Muchos de los temas que investigas, como los afectos y el feminismo, tienen que ver con cómo construir la vida en comunidad. En Chile, después de meses de protestas y descontento social, se escribirá una nueva Constitución. ¿Cómo se puede organizar una Constitución, una sociedad, de forma feminista?

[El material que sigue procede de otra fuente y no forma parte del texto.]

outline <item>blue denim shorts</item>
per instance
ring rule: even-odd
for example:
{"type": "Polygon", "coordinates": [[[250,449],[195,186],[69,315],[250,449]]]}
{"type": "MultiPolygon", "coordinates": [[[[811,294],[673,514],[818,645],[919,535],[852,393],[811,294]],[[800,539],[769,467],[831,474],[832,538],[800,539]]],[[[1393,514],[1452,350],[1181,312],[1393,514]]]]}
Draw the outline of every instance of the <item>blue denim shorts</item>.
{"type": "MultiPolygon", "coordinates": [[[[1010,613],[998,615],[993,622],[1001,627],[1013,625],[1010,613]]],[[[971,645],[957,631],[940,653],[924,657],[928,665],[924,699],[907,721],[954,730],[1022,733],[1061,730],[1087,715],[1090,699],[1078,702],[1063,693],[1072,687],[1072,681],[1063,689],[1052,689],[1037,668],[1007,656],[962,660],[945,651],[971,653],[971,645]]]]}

—Es una pregunta muy buena: cómo traducir la energía y la voluntad de la organización feminista en un cuerpo político sin reducir o negar esa energía y esa voluntad. Siempre es difícil imaginar la “institucionalización” de algo sin que pierda su radical potencial. Creo que la mejor manera de proceder es estar siempre consciente de la posibilidad de ser cooptado: ninguno de nosotros es inmune o está fuera de lo político o lo institucional. ¿Quién puede formar parte del nuevo cuerpo? ¿Quién no? ¿Quién puede decir qué es una forma feminista? La cuestión de adecuar una Constitución al feminismo siempre tendrá que plantearse mientras el feminismo se dedique a pedir algo que todavía no existe. Cualquier documento o Constitución tiene que mantenerse “vivo”, porque no puede dar cabida a todas las aspiraciones feministas.

¿Crees que el descontento del feminismo puede ser contagioso, en el sentido de incitar a “dar volumen” a otras voces marginadas?

—Creo que el feminismo es tratado a menudo como algo contagioso, como algo que puede extenderse e infectar la mente de los demás. Una estudiante que participó en una queja colectiva por acoso sexual en su universidad me dijo que las llamaban “manzanas podridas”, como si por el hecho de quejarse fueran a hacer que se pudriera todo el barril. Gran parte del antifeminismo consiste en tratar de impedir que el feminismo se extienda. Por muy creativas que seamos, se nos considerará destructivas. Ahí es cuando aparece la feminista aguafiestas: si piensan que quejarse del acoso sexual es hacer que se pudra el barril, ¡estamos muy dispuestas a que se pudra! Si piensan que rechazar la violencia de género es dañar las instituciones, ¡estamos muy dispuestas a dañarlas! El trabajo político feminista no es necesariamente “dar volumen” a otras voces, sino encontrar formas de subir el volumen. Sonamos más fuerte cuando hablamos juntas. Somos más ruidosas.